Here is a breakdown of how different interest rates impact a standard $25,000 solar loan on a 15-year term.
As you can see, jumping from roughly 5% to 9% means you pay an extra $10,000 to the bank over 15 years.
Watch Out for Dealer Fees
When calculating solar financing options in the US, you absolutely must factor in “dealer fees.”
A lot of solar sales reps will pitch you an incredibly low interest rate—something like 1.99% or 2.99%. While this looks amazing on paper, banks don’t lend money for free. To offer you that low rate, the lender charges the installer an upfront fee, which the installer bakes directly into the total principal cost of your solar system.
These dealer fees can inflate the gross cost of your solar panels by 20% to 30%. Always ask for the “cash price” versus the “financed price” so you can calculate the true cost of your solar loan.
Don’t Forget the 30% Federal Tax Credit
One massive advantage for US homeowners is the federal solar tax credit (also known as the Investment Tax Credit or ITC). Currently, this allows you to claim 30% of your total solar system cost on your federal taxes.
Most solar loans are structured around this. Lenders will usually offer you a low monthly payment for the first 18 months. By month 18, they expect you to take your 30% tax refund and apply it as a lump sum to your solar loan. If you keep the tax credit money instead of paying down the loan, your monthly payments will recalculate and skyrocket. Always calculate your monthly interest rate based on both scenarios so you aren’t caught off guard!
Frequently Asked Questions (FAQ)
Can I pay off my solar loan early to avoid interest?

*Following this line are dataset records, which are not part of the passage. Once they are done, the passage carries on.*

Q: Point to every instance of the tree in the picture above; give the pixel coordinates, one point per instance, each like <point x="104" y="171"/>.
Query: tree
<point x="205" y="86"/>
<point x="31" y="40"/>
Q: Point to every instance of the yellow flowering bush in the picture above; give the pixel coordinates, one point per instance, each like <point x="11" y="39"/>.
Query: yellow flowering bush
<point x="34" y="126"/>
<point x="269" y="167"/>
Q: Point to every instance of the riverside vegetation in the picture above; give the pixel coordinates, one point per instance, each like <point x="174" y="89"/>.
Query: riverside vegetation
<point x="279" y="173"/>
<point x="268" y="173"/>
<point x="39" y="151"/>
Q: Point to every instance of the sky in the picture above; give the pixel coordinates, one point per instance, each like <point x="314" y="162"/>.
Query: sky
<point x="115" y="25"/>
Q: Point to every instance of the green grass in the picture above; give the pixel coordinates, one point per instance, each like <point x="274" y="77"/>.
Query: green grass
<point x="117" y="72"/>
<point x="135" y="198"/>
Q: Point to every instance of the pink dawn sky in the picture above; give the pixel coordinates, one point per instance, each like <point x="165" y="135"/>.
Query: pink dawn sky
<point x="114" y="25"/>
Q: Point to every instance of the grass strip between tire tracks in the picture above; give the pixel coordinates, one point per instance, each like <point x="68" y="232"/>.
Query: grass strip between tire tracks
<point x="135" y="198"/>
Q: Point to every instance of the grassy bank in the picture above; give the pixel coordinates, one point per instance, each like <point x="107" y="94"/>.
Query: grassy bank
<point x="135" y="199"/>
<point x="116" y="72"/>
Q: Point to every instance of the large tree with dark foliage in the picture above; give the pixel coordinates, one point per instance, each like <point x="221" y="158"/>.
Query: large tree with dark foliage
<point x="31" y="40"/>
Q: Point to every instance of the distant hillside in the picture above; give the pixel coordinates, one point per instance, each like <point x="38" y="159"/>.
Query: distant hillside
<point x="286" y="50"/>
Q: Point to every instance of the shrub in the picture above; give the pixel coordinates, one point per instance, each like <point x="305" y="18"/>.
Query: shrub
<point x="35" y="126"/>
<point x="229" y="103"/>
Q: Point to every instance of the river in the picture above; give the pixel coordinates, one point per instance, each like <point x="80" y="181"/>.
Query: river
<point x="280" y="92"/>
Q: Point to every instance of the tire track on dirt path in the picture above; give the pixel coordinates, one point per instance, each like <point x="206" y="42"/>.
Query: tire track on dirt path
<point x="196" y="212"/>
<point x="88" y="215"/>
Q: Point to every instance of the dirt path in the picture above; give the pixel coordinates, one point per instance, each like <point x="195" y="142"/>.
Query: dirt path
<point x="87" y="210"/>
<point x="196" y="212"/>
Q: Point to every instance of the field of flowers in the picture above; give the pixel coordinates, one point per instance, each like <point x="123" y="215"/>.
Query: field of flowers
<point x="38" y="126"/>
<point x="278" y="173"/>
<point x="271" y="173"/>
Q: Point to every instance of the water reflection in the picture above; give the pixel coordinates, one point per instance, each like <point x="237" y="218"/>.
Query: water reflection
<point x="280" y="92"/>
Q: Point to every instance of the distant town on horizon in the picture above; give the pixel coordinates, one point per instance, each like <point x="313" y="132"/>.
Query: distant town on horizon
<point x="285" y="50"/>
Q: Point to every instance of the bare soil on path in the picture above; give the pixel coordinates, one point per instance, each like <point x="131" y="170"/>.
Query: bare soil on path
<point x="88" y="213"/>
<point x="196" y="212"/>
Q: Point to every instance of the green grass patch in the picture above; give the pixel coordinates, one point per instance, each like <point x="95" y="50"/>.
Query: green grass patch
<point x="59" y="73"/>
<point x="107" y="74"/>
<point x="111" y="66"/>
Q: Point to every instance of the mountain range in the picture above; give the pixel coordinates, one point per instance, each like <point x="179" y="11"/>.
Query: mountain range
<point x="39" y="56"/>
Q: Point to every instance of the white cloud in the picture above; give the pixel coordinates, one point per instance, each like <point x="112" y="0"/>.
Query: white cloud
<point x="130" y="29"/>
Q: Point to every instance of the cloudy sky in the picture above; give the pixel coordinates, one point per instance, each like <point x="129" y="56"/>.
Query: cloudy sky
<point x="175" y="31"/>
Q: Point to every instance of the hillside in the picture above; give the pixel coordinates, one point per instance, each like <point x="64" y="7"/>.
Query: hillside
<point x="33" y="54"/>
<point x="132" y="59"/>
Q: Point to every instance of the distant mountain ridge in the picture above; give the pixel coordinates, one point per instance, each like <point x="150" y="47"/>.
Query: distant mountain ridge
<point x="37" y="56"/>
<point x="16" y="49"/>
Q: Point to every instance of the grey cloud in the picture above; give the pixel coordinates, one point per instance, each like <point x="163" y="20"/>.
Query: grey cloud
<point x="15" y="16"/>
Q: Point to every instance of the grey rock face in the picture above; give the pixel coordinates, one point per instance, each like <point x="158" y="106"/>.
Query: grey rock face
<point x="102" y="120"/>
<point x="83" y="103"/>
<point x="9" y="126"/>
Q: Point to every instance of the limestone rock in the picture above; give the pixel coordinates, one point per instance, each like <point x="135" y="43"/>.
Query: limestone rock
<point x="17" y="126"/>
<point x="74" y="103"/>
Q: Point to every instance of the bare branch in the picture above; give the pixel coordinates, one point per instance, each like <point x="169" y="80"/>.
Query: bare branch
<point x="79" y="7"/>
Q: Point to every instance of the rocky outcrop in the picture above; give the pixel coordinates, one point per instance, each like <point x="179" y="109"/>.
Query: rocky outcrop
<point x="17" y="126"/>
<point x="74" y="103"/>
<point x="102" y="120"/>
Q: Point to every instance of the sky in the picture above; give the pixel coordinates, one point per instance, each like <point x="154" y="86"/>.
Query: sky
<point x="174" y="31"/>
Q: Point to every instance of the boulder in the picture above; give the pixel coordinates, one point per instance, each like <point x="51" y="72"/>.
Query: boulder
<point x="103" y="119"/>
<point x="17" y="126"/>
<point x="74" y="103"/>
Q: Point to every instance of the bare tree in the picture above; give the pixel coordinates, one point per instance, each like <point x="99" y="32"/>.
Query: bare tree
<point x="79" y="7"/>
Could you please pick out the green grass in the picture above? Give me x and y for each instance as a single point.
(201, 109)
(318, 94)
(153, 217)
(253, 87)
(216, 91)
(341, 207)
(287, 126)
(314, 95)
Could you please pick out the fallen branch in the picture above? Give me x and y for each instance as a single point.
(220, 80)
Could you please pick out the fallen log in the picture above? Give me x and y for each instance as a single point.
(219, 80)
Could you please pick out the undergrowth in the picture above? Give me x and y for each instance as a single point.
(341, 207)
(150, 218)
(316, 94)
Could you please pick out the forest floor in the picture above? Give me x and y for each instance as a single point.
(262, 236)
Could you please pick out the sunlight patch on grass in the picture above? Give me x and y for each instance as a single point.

Yes, in almost all cases. The vast majority of modern solar loans in the US do not have prepayment penalties. By making extra payments toward your principal, you can bypass the monthly interest charges and save thousands of dollars over the life of the loan.
Is it better to get a solar loan or a home equity loan (HELOC)?
It depends on current market rates. Solar-specific loans are unsecured (meaning your house isn’t collateral) and often have easier approval processes. However, a HELOC might offer lower interest rates because it is backed by your home equity. The interest on a HELOC used for home improvements may also be tax-deductible, whereas solar loan interest is not.
What is a good interest rate for a solar loan?
Interest rates fluctuate heavily based on the Federal Reserve and your personal credit score. Generally, anything between 6% and 9% with zero hidden dealer fees is considered a highly competitive standard rate.
Does my credit score affect my solar loan interest rate?
Absolutely. Homeowners with excellent credit (740+) will unlock the lowest possible monthly interest rates and the most favorable terms. Most solar lenders require a minimum credit score of around 600 to 650 to approve a financing agreement.